O "voto de minerva", tecnicamente designado como voto de qualidade, constitui prerrogativa conferida ao presidente de órgão colegiado para desempatar julgamentos, exercendo função essencial na estabilidade da prestação jurisdicional e na segurança jurídica dentro do Direito Processual e Constitucional.
Conceito e Fundamentação
O instituto do voto de qualidade, popularmente conhecido como "voto de minerva", configura-se como um mecanismo de desempate em decisões proferidas por órgãos colegiados. Sua natureza jurídica é de prerrogativa processual conferida ao magistrado ou conselheiro que preside a sessão, permitindo que seu posicionamento prevaleça em situações de paridade numérica. O termo deriva da mitologia romana: Minerva, deusa da sabedoria, teria proferido o voto decisivo no julgamento de Orestes, no Areópago, estabelecendo a prevalência da justiça sobre a vingança privada.
No ordenamento jurídico brasileiro, o instituto visa evitar a paralisação do exercício da função jurisdicional ou administrativa quando o quórum de votação resulta em empate, garantindo a entrega do provimento final. A aplicação do princípio pressupõe um colegiado com número par de votantes ou a ocorrência de ausências que reduzam o quórum a uma divisão equitativa.
Origem Histórica e Evolução
Historicamente, o voto de qualidade remonta à tradição do Direito Romano e consolidou-se no Direito Comum europeu como forma de assegurar a operatividade dos tribunais. No Brasil, o instituto foi recepcionado tanto no Poder Judiciário quanto em instâncias administrativas. A evolução normativa demonstra um movimento de restrição do instituto em searas específicas, notadamente no Direito Tributário, onde a controvérsia sobre o fim do voto de qualidade no CARF (Conselho Administrativo de Recursos Fiscais) marcou a doutrina recente.

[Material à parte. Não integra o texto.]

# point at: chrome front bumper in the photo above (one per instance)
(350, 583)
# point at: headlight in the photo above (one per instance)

Previsão Legal e Aplicação Processual
No âmbito do Poder Judiciário, a previsão legal encontra guarida nos regimentos internos dos tribunais, amparados pela autonomia administrativa conferida pelo art. 96, I, "a", da Constituição Federal de 1988. Exemplificativamente, o Regimento Interno do Supremo Tribunal Federal (RISTF) e o Regimento Interno do Superior Tribunal de Justiça (RISTJ) estabelecem que, em caso de empate, prevalece a decisão mais favorável ao réu em matéria penal (art. 615, § 1º, do CPP), enquanto em matéria civil, o voto de qualidade do presidente é a regra de superação do impasse.
No Direito Tributário, a Lei nº 13.988/2020 introduziu o art. 19-E na Lei nº 10.522/2002, estabelecendo que, em caso de empate no julgamento de processo administrativo fiscal, a decisão deve ser favorável ao contribuinte, afastando o voto de qualidade. Esta alteração foi objeto de profunda análise pelo STF na ADI 6403, que declarou constitucional a referida norma, consolidando a prevalência do princípio in dubio pro contribuinte em face do voto de desempate estatal.
Entendimento Jurisprudencial e Divergências
A jurisprudência atual dos Tribunais Superiores tem se inclinado pela mitigação do voto de qualidade quando confrontado com princípios garantistas. No Processo Penal, o princípio da presunção de inocência e o in dubio pro reo impõem que o empate seja resolvido em favor do acusado, vedando o uso do voto de minerva para agravamento da situação jurídica do réu (Precedente: STF, HC 122.694). Por outro lado, no Direito Processual Civil, a aplicação do voto de qualidade permanece hígida como instrumento de eficiência processual, sob a égide do Código de Processo Civil de 2015.
Relevância Contemporânea
A contemporaneidade exige a ponderação entre a eficiência (necessidade de encerramento do litígio) e a legitimidade democrática da decisão. O debate doutrinário atual foca na necessidade de justificação exaustiva do voto de qualidade, evitando que se torne uma ferramenta de arbítrio. A transição de um modelo de "voto de poder" para um modelo de "voto de responsabilidade" é a tônica exigida pelos tribunais superiores em suas decisões mais recentes.
Referências Legais e Jurisprudenciais
- Constituição da República Federativa do Brasil de 1988, art. 96.
- Código de Processo Penal, art. 615, § 1º.
- Lei nº 10.522/2002, art. 19-E (incluído pela Lei nº 13.988/2020).
- Supremo Tribunal Federal, ADI 6403, Relator Min. Marco Aurélio, Tribunal Pleno.
- Supremo Tribunal Federal, HC 122.694, Relator Min. Dias Toffoli.
- Regimento Interno do Supremo Tribunal Federal (RISTF).
- Regimento Interno do Superior Tribunal de Justiça (RISTJ).